Ne zamandır beklettiğim bir konu var. Bugün gündemimiz müsaade ederse onu yazmak istiyorum. 

Malum ülkenin gündemi epey yoğun. 36 şehidimiz, Bahar Kalkanı Harekatı, mültecilere sınırların açılması derken yeni gündemimiz; koronavirüs. CHP’li Özkoç’un Cumhurbaşkanı’na hakaretlerini hiç saymıyorum. 

Hakkını teslim edelim. Başta Sağlık Bakanlığı’mız olmak üzere devletimiz muazzam bir mücadele veriyor.

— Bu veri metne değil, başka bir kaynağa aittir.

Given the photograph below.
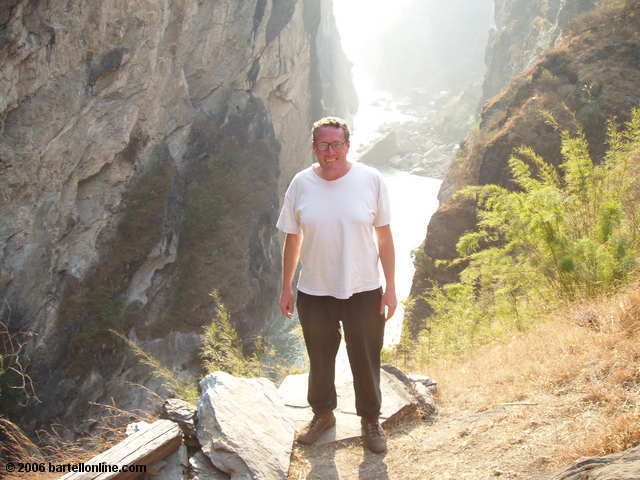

Müthiş bir organizasyon. Teşekkürler Sayın Fahrettin Koca ve emeği geçen herkese... 

Tabi bu gündemler öncesinde kulağımıza gelen pek çok kulis bilgisi var. Yazının başında da belirttiğim gibi yaklaşık 20 gün önce yazmayı düşündüm ama gündemden dolayı ertelemek durumunda kaldım. 

Cumhurbaşkanı Recep Tayyip Erdoğan, son dakikada kararını değiştirmezse büyük bir ihtimalle kabinede bir revizyon gerçekleşecek. Nisan ile Haziran ayları arasında gerçekleşmesi beklenen bu revizyon, 4-5 bakanlığı da geçmeyecek. Ayrıca Cumhurbaşkanı’nın yol arkadaşı Binali Yıldırım, bakanların koordinatörlüğü gibi bir vazife ile Cumhurbaşkanı Yardımcısı olacak. Yani Cumhurbaşkanı Yardımcısı sayısı artıyor. Kulislerde Yıldırım’ın bu göreve çok sıcak bakmadığı, meclis başkanlığına dönmeyi arzu ettiği konuşulsa da son sözü Erdoğan söyleyecek. 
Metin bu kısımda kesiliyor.